5. Reassemble and Test

Reverse the disassembly steps, tightening nuts snugly but not overtight—overtightening can crack plastic cartridge housings or distort washers. Turn the water supply back on slowly and check under the sink for drips at the supply connections before checking the handle and spout. Run the faucet through hot and cold, and cycle the handle fully a few times to seat new parts and flush out any debris.

When to Call a Professional

If you've replaced the washer, cartridge, or O-rings and the faucet still leaks, the valve seat or the faucet body itself may be damaged beyond a simple parts swap. Persistent leaks after a proper repair, corroded shutoff valves that won't close fully, or any sign of water damage inside the cabinet are good reasons to call a licensed plumber rather than keep replacing parts.

FAQ

Why does my faucet still drip after I replaced the washer? The valve seat it presses against may be pitted or worn, which keeps a new washer from sealing properly; the seat may need resurfacing or replacement, or the whole faucet may be due for an upgrade if it's an older compression style.

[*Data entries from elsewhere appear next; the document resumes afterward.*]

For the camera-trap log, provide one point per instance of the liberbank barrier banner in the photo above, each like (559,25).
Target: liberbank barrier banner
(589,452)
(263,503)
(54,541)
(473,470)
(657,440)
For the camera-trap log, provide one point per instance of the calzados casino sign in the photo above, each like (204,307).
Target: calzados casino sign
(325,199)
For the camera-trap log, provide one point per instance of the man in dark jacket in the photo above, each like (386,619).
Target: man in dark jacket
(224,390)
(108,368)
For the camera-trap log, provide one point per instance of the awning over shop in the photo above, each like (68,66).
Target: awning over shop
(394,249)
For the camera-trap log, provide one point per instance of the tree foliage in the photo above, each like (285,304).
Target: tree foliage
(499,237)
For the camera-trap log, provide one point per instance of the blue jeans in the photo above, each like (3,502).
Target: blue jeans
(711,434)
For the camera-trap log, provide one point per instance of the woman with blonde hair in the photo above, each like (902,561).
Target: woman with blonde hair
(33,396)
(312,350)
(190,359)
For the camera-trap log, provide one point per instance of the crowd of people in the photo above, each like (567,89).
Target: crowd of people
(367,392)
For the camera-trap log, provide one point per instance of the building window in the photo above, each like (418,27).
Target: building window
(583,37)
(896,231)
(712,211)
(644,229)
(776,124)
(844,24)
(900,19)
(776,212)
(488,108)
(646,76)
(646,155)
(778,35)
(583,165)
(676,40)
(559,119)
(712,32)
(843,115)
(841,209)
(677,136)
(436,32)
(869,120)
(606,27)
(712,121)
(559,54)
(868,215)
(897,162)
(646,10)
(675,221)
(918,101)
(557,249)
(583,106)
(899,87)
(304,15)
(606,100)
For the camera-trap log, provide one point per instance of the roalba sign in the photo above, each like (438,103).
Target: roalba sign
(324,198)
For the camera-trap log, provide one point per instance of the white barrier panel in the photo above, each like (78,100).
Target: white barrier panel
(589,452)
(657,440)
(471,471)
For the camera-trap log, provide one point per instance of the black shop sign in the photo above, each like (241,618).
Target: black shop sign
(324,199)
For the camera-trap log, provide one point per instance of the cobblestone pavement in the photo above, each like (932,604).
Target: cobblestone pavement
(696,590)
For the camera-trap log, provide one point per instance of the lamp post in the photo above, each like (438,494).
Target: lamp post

How do I know if I need a washer or an O-ring? Drips from the spout when the faucet is fully off usually point to a washer or seat problem (or a worn cartridge), while water seeping around the handle base or down the faucet body usually points to a failed O-ring.

Can I use any replacement cartridge for my faucet? No—cartridges are brand- and model-specific in height, width, and stem pattern. Bring the old cartridge to a hardware store or match it against manufacturer part diagrams before buying a replacement.

Is it normal for a faucet to leak a little right after a repair? A few drips in the first minute after reassembly can be trapped air or water working through new seals, but a leak that continues after running the faucet a few times usually means a part isn't seated correctly or wasn't the right size.

How often do faucet washers or cartridges need replacing? It varies widely with water hardness and usage, but many homeowners find washers or cartridges last several years before showing wear; mineral-heavy water tends to shorten that lifespan.